Most consumers think the Health Insurance Portability and Accountability Act (HIPAA) is a lot broader than it is.
But in a post-Dobbs world, it bears repeating: HIPAA doesn’t cover all health data, including reproductive health information collected through phones, tablets and other devices.
Although the HIPAA Privacy Rule does give people control over whether and how their data is used and disclosed for marketing purposes, it only applies to “protected health information.”

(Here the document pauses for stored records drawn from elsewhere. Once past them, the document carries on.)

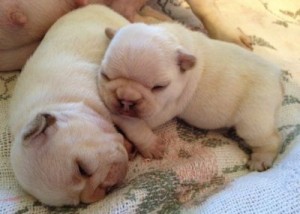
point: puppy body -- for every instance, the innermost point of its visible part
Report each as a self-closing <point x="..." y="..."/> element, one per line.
<point x="65" y="147"/>
<point x="171" y="71"/>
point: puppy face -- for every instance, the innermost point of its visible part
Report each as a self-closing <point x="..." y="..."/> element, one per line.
<point x="63" y="159"/>
<point x="143" y="71"/>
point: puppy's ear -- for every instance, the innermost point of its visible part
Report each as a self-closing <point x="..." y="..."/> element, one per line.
<point x="37" y="126"/>
<point x="185" y="60"/>
<point x="110" y="33"/>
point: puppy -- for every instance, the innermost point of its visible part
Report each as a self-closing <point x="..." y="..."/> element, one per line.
<point x="152" y="73"/>
<point x="208" y="13"/>
<point x="24" y="23"/>
<point x="65" y="148"/>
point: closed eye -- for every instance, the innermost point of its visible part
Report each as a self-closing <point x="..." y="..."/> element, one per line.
<point x="158" y="88"/>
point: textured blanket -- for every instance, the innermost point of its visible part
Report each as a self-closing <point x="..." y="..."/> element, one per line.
<point x="202" y="171"/>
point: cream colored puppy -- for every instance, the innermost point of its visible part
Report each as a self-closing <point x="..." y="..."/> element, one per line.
<point x="66" y="149"/>
<point x="152" y="73"/>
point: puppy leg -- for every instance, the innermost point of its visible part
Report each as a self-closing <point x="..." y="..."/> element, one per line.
<point x="263" y="138"/>
<point x="217" y="28"/>
<point x="15" y="59"/>
<point x="149" y="15"/>
<point x="138" y="132"/>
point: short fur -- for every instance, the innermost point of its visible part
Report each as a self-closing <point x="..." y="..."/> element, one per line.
<point x="66" y="149"/>
<point x="157" y="72"/>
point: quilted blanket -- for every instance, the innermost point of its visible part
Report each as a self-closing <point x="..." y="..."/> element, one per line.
<point x="203" y="171"/>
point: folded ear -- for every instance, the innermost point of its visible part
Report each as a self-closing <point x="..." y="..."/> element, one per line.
<point x="185" y="60"/>
<point x="110" y="33"/>
<point x="37" y="126"/>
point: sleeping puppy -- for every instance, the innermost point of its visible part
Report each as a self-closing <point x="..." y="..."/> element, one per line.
<point x="24" y="23"/>
<point x="66" y="149"/>
<point x="216" y="27"/>
<point x="152" y="73"/>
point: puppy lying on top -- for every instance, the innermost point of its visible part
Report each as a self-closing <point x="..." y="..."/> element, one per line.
<point x="66" y="149"/>
<point x="152" y="73"/>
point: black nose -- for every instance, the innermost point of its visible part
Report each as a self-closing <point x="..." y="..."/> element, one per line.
<point x="126" y="105"/>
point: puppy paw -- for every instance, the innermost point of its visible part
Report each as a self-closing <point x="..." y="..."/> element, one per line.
<point x="154" y="149"/>
<point x="232" y="35"/>
<point x="261" y="161"/>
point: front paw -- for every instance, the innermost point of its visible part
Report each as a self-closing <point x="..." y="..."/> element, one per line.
<point x="154" y="149"/>
<point x="261" y="161"/>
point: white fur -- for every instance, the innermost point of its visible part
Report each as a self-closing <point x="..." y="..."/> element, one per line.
<point x="57" y="118"/>
<point x="209" y="84"/>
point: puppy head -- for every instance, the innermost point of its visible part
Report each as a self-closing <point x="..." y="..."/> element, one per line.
<point x="70" y="157"/>
<point x="144" y="70"/>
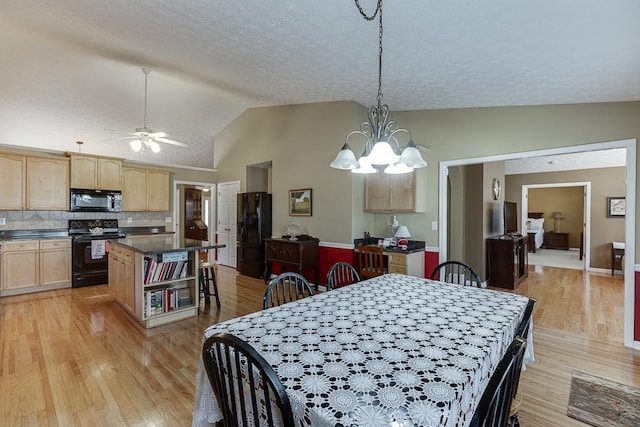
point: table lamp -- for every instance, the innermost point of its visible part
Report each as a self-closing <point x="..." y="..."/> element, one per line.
<point x="402" y="233"/>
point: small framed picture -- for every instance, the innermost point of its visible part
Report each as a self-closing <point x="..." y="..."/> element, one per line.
<point x="616" y="207"/>
<point x="300" y="202"/>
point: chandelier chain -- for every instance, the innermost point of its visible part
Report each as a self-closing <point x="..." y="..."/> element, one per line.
<point x="377" y="12"/>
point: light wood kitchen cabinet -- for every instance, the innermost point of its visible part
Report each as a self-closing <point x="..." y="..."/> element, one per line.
<point x="95" y="172"/>
<point x="35" y="263"/>
<point x="20" y="264"/>
<point x="411" y="264"/>
<point x="47" y="184"/>
<point x="402" y="193"/>
<point x="145" y="190"/>
<point x="121" y="277"/>
<point x="12" y="182"/>
<point x="55" y="261"/>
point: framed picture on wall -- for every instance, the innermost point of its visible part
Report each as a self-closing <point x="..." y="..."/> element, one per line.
<point x="300" y="202"/>
<point x="616" y="207"/>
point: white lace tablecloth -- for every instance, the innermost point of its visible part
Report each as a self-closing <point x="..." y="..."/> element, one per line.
<point x="390" y="349"/>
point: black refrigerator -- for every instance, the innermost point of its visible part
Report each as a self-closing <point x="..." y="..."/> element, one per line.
<point x="254" y="225"/>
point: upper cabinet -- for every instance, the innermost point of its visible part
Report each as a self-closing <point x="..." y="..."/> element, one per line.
<point x="402" y="193"/>
<point x="47" y="184"/>
<point x="12" y="181"/>
<point x="98" y="173"/>
<point x="145" y="190"/>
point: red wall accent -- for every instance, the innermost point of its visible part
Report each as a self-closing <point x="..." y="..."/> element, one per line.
<point x="328" y="256"/>
<point x="636" y="316"/>
<point x="431" y="261"/>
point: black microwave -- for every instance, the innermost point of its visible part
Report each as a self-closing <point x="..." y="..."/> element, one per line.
<point x="95" y="200"/>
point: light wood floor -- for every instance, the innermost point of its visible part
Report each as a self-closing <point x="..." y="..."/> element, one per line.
<point x="71" y="357"/>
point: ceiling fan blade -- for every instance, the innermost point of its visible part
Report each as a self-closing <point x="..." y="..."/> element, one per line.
<point x="171" y="141"/>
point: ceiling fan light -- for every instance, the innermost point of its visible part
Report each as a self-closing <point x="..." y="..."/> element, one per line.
<point x="155" y="147"/>
<point x="411" y="157"/>
<point x="136" y="145"/>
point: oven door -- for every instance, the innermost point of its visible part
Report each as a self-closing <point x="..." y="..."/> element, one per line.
<point x="86" y="270"/>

“If it’s not a health insurance company or a doctor’s office, sharing health information is not protected by HIPAA,” said Jacqueline Ayers, SVP of policy at the Planned Parenthood Federation of America, speaking at the IAPP Global Privacy Summit in Washington, DC, on Tuesday.
HIPAA doesn’t cover ovulation apps, period trackers, blood pressure apps or blood sugar tracking apps – in fact, it doesn’t cover the data shared with or collected by any type of health app unless the app was provided by a covered entity or its business associate.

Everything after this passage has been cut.